Railway station in Andhra Pradesh

Sompeta railway station (station code:SPT) is located in the Indian state of Andhra Pradesh. It serves Sompeta-kanchili, Kaviti and surrounding areas in Srikakulam district.

It is a major hub for regions around Sompeta and Kanchili. It is situated in Kanchili (Telugu: కంచిలి), a village and a Mandal in Srikakulam district in Andhra Pradesh. In this station 14 Superfast trains, 18 Express trains and 6 Passenger trains halt in this station in both directions.

== History ==

This station was built during the period 1893–1896, supporting 1,287 km (800 mi) of railway tracks covering the coastal area from Cuttack to Vijayawada. It was built and opened to traffic by East Coast State Railway. Later in 1900s this was handed over to Bengal Nagpur Railway (BNR). When India became independent the station came under jurisdiction of South Eastern Railway. After 2003, as per restricting of Indian railways zones, the station fell under jurisdiction of East Coast Railway.

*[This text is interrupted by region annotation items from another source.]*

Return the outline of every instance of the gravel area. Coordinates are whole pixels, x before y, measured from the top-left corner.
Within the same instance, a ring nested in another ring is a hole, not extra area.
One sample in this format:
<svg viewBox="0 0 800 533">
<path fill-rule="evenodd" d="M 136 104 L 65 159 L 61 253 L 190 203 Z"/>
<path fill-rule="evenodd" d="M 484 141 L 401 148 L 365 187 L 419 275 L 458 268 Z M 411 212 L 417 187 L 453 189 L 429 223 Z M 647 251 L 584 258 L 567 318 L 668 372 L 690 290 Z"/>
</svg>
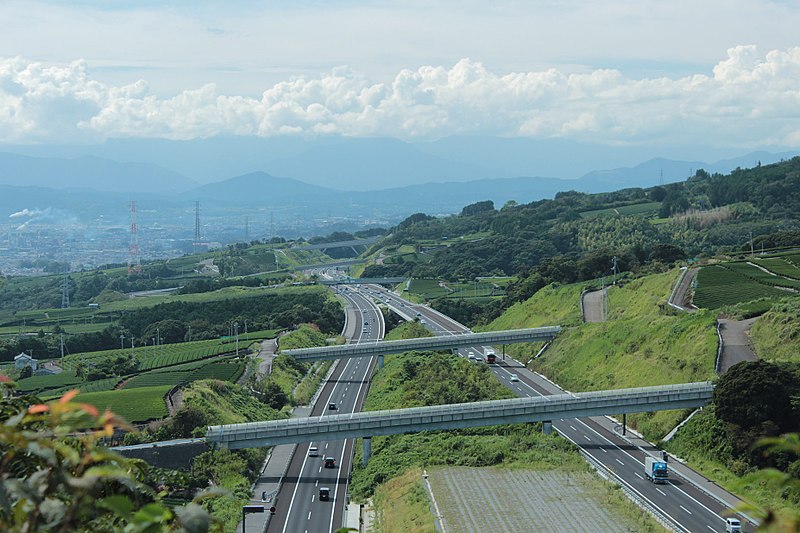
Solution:
<svg viewBox="0 0 800 533">
<path fill-rule="evenodd" d="M 428 470 L 447 533 L 635 531 L 604 507 L 591 473 L 447 467 Z"/>
</svg>

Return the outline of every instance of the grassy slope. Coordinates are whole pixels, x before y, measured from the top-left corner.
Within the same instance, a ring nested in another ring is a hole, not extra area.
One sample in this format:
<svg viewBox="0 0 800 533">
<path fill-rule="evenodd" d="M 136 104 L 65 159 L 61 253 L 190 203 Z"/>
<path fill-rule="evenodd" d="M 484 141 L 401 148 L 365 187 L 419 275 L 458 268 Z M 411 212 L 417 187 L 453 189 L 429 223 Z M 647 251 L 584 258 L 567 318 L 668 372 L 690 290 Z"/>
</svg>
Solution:
<svg viewBox="0 0 800 533">
<path fill-rule="evenodd" d="M 789 299 L 776 304 L 750 330 L 760 359 L 800 361 L 800 302 Z"/>
<path fill-rule="evenodd" d="M 420 468 L 411 468 L 375 490 L 374 505 L 378 509 L 375 517 L 376 531 L 436 532 L 421 477 Z"/>
<path fill-rule="evenodd" d="M 712 405 L 693 416 L 672 440 L 664 443 L 664 448 L 746 501 L 775 509 L 781 515 L 788 515 L 790 510 L 797 512 L 797 506 L 792 507 L 781 497 L 783 489 L 777 483 L 765 482 L 747 471 L 740 461 L 731 463 L 725 432 L 726 425 L 714 416 Z M 739 475 L 731 468 L 741 470 Z"/>
<path fill-rule="evenodd" d="M 430 335 L 419 323 L 404 323 L 387 335 L 402 339 Z M 436 380 L 403 378 L 403 354 L 386 356 L 385 367 L 372 380 L 365 410 L 389 409 L 419 405 L 420 390 L 432 387 Z M 505 398 L 510 391 L 491 379 L 488 369 L 452 355 L 435 355 L 451 359 L 453 373 L 441 381 L 455 379 L 464 390 L 474 389 L 474 378 L 484 388 L 483 399 Z M 539 424 L 517 424 L 474 428 L 464 431 L 422 432 L 372 439 L 372 458 L 366 468 L 360 466 L 361 446 L 356 448 L 356 468 L 351 492 L 356 500 L 374 490 L 379 513 L 379 531 L 433 531 L 427 498 L 419 492 L 419 469 L 427 465 L 451 464 L 467 466 L 498 465 L 512 468 L 559 469 L 588 472 L 589 466 L 565 439 L 544 435 Z M 599 479 L 598 486 L 603 484 Z M 608 489 L 610 490 L 610 489 Z M 610 492 L 614 492 L 610 490 Z M 599 494 L 599 492 L 598 492 Z M 636 523 L 636 530 L 656 531 L 655 521 L 624 497 L 603 497 L 615 513 Z M 422 517 L 428 517 L 423 520 Z M 429 521 L 430 520 L 430 521 Z M 625 520 L 628 521 L 628 520 Z"/>
<path fill-rule="evenodd" d="M 129 422 L 145 422 L 167 416 L 164 396 L 171 387 L 141 387 L 130 390 L 87 392 L 78 401 L 94 405 L 101 411 L 110 409 Z"/>
<path fill-rule="evenodd" d="M 285 413 L 261 403 L 244 387 L 226 381 L 195 381 L 184 389 L 183 401 L 201 409 L 212 425 L 286 418 Z"/>
<path fill-rule="evenodd" d="M 582 285 L 545 287 L 512 306 L 487 329 L 567 325 L 531 367 L 571 391 L 602 390 L 703 381 L 714 377 L 717 337 L 708 311 L 677 314 L 665 301 L 676 271 L 656 274 L 609 290 L 610 321 L 580 323 Z M 527 361 L 531 345 L 507 349 Z M 651 439 L 664 436 L 682 412 L 631 415 Z"/>
</svg>

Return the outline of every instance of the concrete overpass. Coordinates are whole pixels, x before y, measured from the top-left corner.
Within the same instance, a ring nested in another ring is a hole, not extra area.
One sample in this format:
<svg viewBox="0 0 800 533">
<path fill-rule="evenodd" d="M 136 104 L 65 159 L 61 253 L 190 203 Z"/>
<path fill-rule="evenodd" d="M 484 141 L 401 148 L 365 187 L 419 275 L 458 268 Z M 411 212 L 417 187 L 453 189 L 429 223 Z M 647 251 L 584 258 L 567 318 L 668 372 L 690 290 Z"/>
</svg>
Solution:
<svg viewBox="0 0 800 533">
<path fill-rule="evenodd" d="M 342 278 L 342 279 L 325 279 L 320 280 L 322 285 L 397 285 L 404 282 L 408 278 Z"/>
<path fill-rule="evenodd" d="M 210 426 L 206 441 L 238 449 L 363 437 L 366 462 L 374 436 L 529 422 L 544 422 L 548 432 L 553 420 L 702 407 L 713 390 L 700 382 L 228 424 Z"/>
<path fill-rule="evenodd" d="M 400 341 L 380 341 L 359 344 L 343 344 L 340 346 L 319 346 L 316 348 L 298 348 L 281 350 L 282 354 L 291 355 L 298 361 L 322 361 L 350 357 L 384 356 L 390 353 L 403 353 L 412 350 L 450 350 L 465 346 L 483 346 L 492 344 L 514 344 L 518 342 L 548 341 L 561 331 L 559 326 L 544 328 L 511 329 L 505 331 L 487 331 L 483 333 L 465 333 L 446 337 L 420 337 Z"/>
<path fill-rule="evenodd" d="M 321 242 L 319 244 L 302 244 L 300 246 L 292 246 L 290 250 L 327 250 L 332 248 L 352 248 L 354 246 L 369 246 L 375 244 L 381 237 L 368 237 L 366 239 L 353 239 L 349 241 L 338 242 Z M 355 250 L 354 250 L 355 251 Z"/>
</svg>

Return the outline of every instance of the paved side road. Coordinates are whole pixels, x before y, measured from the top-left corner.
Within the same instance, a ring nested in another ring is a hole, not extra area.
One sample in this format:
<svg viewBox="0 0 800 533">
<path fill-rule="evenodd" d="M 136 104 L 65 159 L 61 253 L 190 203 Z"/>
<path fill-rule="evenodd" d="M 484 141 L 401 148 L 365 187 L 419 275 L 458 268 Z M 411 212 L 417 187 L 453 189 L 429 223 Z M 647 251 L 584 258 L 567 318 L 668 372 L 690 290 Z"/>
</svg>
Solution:
<svg viewBox="0 0 800 533">
<path fill-rule="evenodd" d="M 719 334 L 722 337 L 722 353 L 719 359 L 720 375 L 730 367 L 742 361 L 755 361 L 758 359 L 750 342 L 750 328 L 756 318 L 747 320 L 728 320 L 720 318 Z"/>
</svg>

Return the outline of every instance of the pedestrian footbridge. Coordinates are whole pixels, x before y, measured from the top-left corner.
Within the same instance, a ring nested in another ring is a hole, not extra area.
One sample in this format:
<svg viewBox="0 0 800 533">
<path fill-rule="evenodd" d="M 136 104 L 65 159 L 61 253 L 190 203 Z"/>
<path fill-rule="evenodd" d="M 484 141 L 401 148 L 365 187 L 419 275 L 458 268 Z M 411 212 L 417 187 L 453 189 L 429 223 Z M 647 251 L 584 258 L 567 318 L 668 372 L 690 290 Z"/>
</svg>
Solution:
<svg viewBox="0 0 800 533">
<path fill-rule="evenodd" d="M 421 337 L 399 341 L 376 341 L 359 344 L 343 344 L 340 346 L 320 346 L 317 348 L 299 348 L 281 350 L 282 354 L 291 355 L 298 361 L 320 361 L 349 357 L 372 357 L 390 353 L 403 353 L 412 350 L 450 350 L 466 346 L 484 346 L 492 344 L 514 344 L 517 342 L 548 341 L 561 331 L 559 326 L 545 328 L 512 329 L 506 331 L 487 331 L 484 333 L 466 333 L 442 337 Z"/>
<path fill-rule="evenodd" d="M 366 459 L 378 435 L 695 408 L 709 404 L 712 392 L 701 382 L 229 424 L 210 426 L 206 441 L 237 449 L 364 437 Z"/>
</svg>

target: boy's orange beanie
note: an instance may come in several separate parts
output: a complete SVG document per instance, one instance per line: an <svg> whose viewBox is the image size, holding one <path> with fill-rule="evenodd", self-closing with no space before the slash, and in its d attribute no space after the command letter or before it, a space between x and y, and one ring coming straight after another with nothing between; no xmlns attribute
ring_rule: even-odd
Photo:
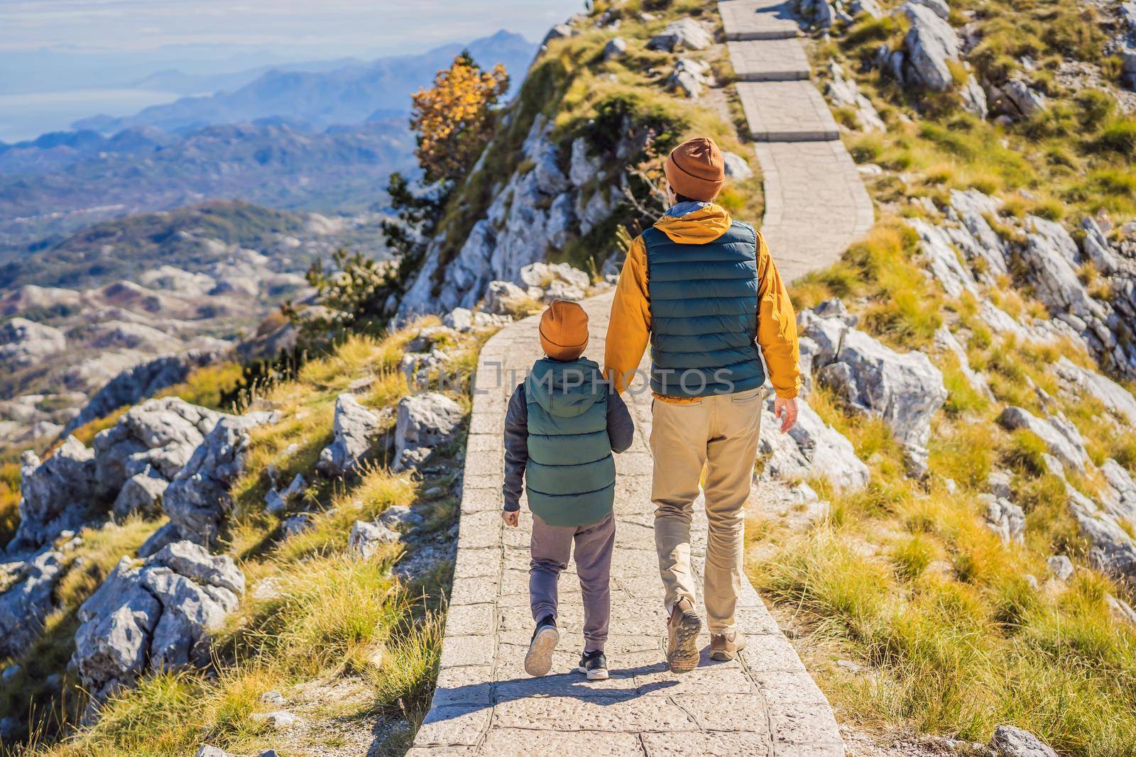
<svg viewBox="0 0 1136 757"><path fill-rule="evenodd" d="M587 346L587 313L575 302L553 300L541 316L541 348L553 360L570 361Z"/></svg>
<svg viewBox="0 0 1136 757"><path fill-rule="evenodd" d="M710 137L687 140L670 151L663 165L667 182L678 194L711 202L726 180L726 161Z"/></svg>

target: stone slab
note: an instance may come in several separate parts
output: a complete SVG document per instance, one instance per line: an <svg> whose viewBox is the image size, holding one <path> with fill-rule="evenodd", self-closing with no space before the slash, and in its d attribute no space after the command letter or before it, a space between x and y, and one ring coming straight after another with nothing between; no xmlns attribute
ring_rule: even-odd
<svg viewBox="0 0 1136 757"><path fill-rule="evenodd" d="M812 82L738 82L737 95L757 142L840 138L836 120Z"/></svg>

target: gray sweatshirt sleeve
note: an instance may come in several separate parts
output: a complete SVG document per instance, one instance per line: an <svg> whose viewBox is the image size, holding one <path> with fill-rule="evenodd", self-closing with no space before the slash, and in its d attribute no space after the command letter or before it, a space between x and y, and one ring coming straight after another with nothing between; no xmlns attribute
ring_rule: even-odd
<svg viewBox="0 0 1136 757"><path fill-rule="evenodd" d="M635 421L618 392L608 393L608 439L612 452L626 452L635 440Z"/></svg>
<svg viewBox="0 0 1136 757"><path fill-rule="evenodd" d="M509 397L509 410L504 414L504 483L501 485L501 493L504 495L507 513L520 510L526 463L528 463L528 404L525 401L525 385L518 384Z"/></svg>

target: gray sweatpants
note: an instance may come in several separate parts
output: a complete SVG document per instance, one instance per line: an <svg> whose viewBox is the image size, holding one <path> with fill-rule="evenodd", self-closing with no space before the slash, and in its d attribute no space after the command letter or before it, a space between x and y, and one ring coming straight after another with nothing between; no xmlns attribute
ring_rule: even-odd
<svg viewBox="0 0 1136 757"><path fill-rule="evenodd" d="M576 544L576 572L584 595L584 651L603 649L611 620L611 549L616 545L616 519L608 513L593 525L549 525L533 515L528 597L533 620L557 617L557 579L568 567Z"/></svg>

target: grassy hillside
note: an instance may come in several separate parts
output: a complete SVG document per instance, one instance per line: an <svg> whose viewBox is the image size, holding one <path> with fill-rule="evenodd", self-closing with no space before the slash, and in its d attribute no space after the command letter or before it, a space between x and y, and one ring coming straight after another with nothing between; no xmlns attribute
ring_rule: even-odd
<svg viewBox="0 0 1136 757"><path fill-rule="evenodd" d="M502 126L478 168L448 203L437 229L437 236L444 239L443 262L457 255L469 229L484 217L501 178L532 169L525 163L521 145L537 116L554 125L552 138L562 155L569 155L571 142L583 137L600 157L604 176L595 187L585 187L585 201L591 196L590 190L598 191L601 184L618 184L627 169L642 171L643 177L658 184L662 158L675 144L696 134L713 136L722 150L746 158L752 154L744 143L745 131L740 128L744 118L730 86L733 68L726 45L677 54L646 49L651 36L686 16L720 30L716 7L701 0L596 2L571 36L549 43L529 69L516 100L504 111ZM601 18L608 25L600 26ZM627 42L627 51L604 56L604 47L616 37ZM676 91L669 79L683 57L710 64L720 86L705 91L699 100ZM621 146L628 145L629 150L620 152ZM757 161L751 163L757 169ZM638 175L629 175L627 186L638 202L653 204L650 188ZM720 201L740 218L757 222L762 210L760 175L732 183ZM635 208L621 191L613 193L611 202L615 212L559 251L557 260L594 271L618 250L619 226L637 234L644 225L653 222L651 215ZM437 270L441 284L444 266Z"/></svg>
<svg viewBox="0 0 1136 757"><path fill-rule="evenodd" d="M951 8L957 26L975 25L968 28L979 42L967 60L979 79L997 85L1025 72L1049 108L996 125L963 112L957 94L900 87L869 65L879 45L901 45L907 25L895 17L838 26L830 40L816 40L817 67L841 61L887 125L886 133L844 131L858 162L883 168L868 179L880 218L840 263L797 283L793 294L799 308L842 297L861 316L861 328L900 351L930 351L934 331L947 326L993 398L971 387L953 356L934 358L950 396L933 427L932 476L916 481L904 477L901 451L882 422L847 412L818 388L810 404L853 441L872 482L852 495L812 482L833 511L807 533L755 516L750 572L800 631L802 655L847 722L969 741L1013 723L1061 754L1129 755L1136 752L1136 629L1117 619L1108 597L1133 597L1088 566L1064 482L1045 472L1041 440L1006 432L995 419L1009 404L1063 412L1095 463L1113 457L1136 472L1130 429L1095 398L1060 390L1053 363L1062 355L1099 370L1084 350L992 333L977 318L975 297L950 297L927 276L903 219L933 219L951 188L975 187L1003 201L1008 222L996 230L1011 242L1027 213L1074 227L1080 216L1103 211L1122 225L1136 215L1136 121L1116 100L1111 79L1119 70L1102 52L1091 7L957 0ZM1024 68L1025 56L1034 68ZM1095 86L1071 83L1061 73L1068 61L1101 78ZM957 78L964 74L960 66ZM837 116L853 126L850 115ZM1014 316L1049 317L1017 275L984 296ZM1011 473L1027 513L1021 546L1004 546L984 524L978 495L995 469ZM1072 485L1095 495L1100 481L1072 477ZM1067 583L1047 579L1045 560L1054 554L1077 564Z"/></svg>
<svg viewBox="0 0 1136 757"><path fill-rule="evenodd" d="M72 674L62 681L49 678L62 673L73 650L75 609L162 521L132 519L81 535L84 542L67 554L68 572L56 591L61 607L35 646L14 661L19 673L0 683L0 710L39 723L28 746L14 754L185 755L206 741L239 752L279 746L282 737L253 717L273 709L260 699L269 690L283 692L302 713L306 726L285 737L296 752L323 745L341 747L335 754L362 754L373 741L381 750L404 743L429 701L452 564L442 561L403 580L392 571L406 558L400 545L359 561L348 556L346 538L356 520L399 504L424 506L426 540L432 535L442 542L452 539L458 501L451 471L463 455L465 434L435 453L429 469L435 472L428 474L394 474L385 466L393 418L375 443L374 462L358 476L323 479L314 465L331 441L335 397L369 379L360 402L393 407L408 393L399 369L403 346L420 326L434 322L383 339L352 337L304 364L294 380L261 387L256 406L277 410L283 420L252 432L248 469L233 489L236 511L223 550L237 561L249 589L216 637L212 665L147 679L107 703L95 725L51 746L56 734L77 724L85 706ZM448 346L451 372L469 377L484 336ZM198 376L181 389L201 401L210 380ZM468 410L467 396L456 398ZM78 435L89 439L110 422ZM278 480L295 473L309 480L303 494L304 510L314 512L308 530L285 538L282 518L265 512L269 470Z"/></svg>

The Bengal Nagpur Railway was nationalised in 1944. The Eastern Railway was formed on 14 April 1952, with the portion of East Indian Railway Company east of Mughalsarai and the Bengal Nagpur Railway. In 1955, South Eastern Railway was carved out of Eastern Railway. It comprised lines mostly operated by BNR earlier. Among the new zones were East Coast Railway and South East Central Railway. Both these railways were carved out of South Eastern Railway

== Amenities ==

This station has a First Class waiting hall, computerised reservation offices, II class waiting room, footbridge, and a public address system. A computerized reservation counter is available from 08:00Hrs to 20:00Hrs.

This station has 4 platforms.

== Administration ==

This station is staffed by a station superintendent, three station masters, ten traffic pointsmen, and three booking clerks.
The station superintendent is in overall charge of the station, and is responsible for all aspects of station maintenance, staff administration, and commercial statistics.

The station contains the office of a senior section engineer for the railway. The permanent way (PWAY) works for tracks and gate is located here.